The PHREEQC™ is a software program freely available in public domain. It is written in the C and C++ programming codes and is designed to perform a wide range of geochemical calculations. The PHREEQC™ calculates the SI and speciation in batch mode and one-dimensional (1-D) transport. The PHREEQC™ uses the Pitzer model (Helgeson, Garrels and MacKenzie 1969) where the salinity of water is high and outside the application ranges of Debye-Hückel theorem (Helgeson, Kirkham and Flowers 1981). The software uses the numerical integration method, allowing the solution of differential equations that can be generalized for the reconstruction of three-dimensional trajectories (Parkhurst 1995; Parkhurst and Appelo 1999, 2013).

The TOUGHREACT™ software package was developed to simulate fluid flow in a non-isothermal, multi-component, and geochemical transport. The aim of the package is to investigate problems involving simple and complex geological environments (Xu and Pruess 1998). The TOUGHREACT™ can also use batch modes, thereby, simulating the reactions in a closed system. A number of thermo-physical and chemical processes occurring in the subsurface are assumed to be under the hydrological geochemical conditions, e.g., pressure, temperature, water saturation, and ionic strength. The numerical solution to the water-rock interaction is based on the finite difference (Narasimhan and Witherspoon 1976). These equations are solved by the Newton-Raphson interaction (Pruess 1991). The activity coefficient is calculated using the Debye-Hückel equation.

5 Results

5.1 Simulations in batch mode

Batch mode simulations were performed at 120 °C, corresponding to the mesodiagenetic conditions in which the sandstones were percolated by the compactational fluid influx (Fig. 5). The software packages used for modeling in the batch condition were the GWB™, PHREEQC™, and TOUGHREACT™.
Fig. 5
Fig. 5

Mineral saturation for batch mode simulation of shale at 120 °C for 1000 years. The water in start simulation is significantly in non-equilibrium with the rock. Over the time, the composition of water evolves to approach the equilibrium plateau and the relative saturations of mineral converge to a “steady state”

Typically, for sediments buried at very shallow depths, the temperature rises over the time of burial. The water-rock interactions increase with increasing depth of burial and tend to achieve the chemical equilibria. The batch mode aims to achieve this steady state in accordance with the observed petrographic characteristics. Because of the changes in temperature and fluid flow, the pore water cannot attain a chemical equilibrium with its surrounding mineral phases. The diagenetic reactions are, therefore, the result of this continued tendency towards a state of progressive equilibrium that never attains a finite state. For this reason, a condition approximate to a “steady state” is more appropriate and prudent to describe the geochemical state of rocks and diagenetic fluids.

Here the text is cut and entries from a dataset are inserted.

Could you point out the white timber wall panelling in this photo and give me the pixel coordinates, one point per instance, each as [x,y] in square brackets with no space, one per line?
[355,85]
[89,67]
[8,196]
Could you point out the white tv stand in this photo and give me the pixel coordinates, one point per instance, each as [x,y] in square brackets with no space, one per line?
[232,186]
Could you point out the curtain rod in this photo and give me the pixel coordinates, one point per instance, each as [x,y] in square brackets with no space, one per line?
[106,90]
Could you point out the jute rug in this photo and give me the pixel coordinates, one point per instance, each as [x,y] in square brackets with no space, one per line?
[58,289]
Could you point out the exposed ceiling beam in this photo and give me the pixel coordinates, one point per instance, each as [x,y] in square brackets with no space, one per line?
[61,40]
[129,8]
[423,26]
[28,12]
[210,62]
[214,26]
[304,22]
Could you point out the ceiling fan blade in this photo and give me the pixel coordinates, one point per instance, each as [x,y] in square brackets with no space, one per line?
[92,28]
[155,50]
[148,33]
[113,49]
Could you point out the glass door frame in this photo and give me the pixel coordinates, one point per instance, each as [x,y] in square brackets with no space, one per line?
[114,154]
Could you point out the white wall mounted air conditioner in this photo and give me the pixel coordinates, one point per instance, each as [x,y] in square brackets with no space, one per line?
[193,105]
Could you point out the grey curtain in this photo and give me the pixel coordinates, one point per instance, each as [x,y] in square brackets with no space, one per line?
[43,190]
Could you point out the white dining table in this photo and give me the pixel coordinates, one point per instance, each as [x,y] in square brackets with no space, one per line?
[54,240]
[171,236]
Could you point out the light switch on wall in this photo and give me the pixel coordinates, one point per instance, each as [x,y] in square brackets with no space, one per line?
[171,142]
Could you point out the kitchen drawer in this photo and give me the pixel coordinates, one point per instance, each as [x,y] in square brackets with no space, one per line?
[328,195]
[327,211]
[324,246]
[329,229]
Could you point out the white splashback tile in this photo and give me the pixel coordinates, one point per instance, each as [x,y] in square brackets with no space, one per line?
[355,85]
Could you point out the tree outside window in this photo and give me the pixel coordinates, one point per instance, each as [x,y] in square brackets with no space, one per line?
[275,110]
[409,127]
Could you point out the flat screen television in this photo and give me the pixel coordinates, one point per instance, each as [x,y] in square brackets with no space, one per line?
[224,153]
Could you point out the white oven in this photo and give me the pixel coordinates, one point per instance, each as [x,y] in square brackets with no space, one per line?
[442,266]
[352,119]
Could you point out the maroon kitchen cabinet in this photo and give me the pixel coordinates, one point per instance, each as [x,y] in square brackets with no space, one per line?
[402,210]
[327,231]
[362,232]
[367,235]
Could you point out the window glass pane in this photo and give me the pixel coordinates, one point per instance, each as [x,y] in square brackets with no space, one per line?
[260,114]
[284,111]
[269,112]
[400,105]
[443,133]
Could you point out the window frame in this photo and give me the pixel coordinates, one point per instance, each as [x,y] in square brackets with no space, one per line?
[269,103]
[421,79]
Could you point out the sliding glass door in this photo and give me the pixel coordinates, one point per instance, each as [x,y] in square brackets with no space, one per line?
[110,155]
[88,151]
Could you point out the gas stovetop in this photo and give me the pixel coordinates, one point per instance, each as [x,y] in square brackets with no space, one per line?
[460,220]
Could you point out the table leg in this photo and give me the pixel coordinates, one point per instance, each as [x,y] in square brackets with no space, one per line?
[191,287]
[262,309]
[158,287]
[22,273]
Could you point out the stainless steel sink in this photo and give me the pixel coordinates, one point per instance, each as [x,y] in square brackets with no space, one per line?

Figure 5 furnishes the progress of diagenetic reactions for the simulations in batch mode. Minerals are initially far from equilibrium. Over the time, the minerals attain the “steady-state” condition. The aforementioned three geochemical modeling packages demonstrate this similar behavior in the precipitation and dissolution of the mineral assembly. We also observed the phenomena of intense kaolinization and K-feldspar dissolution.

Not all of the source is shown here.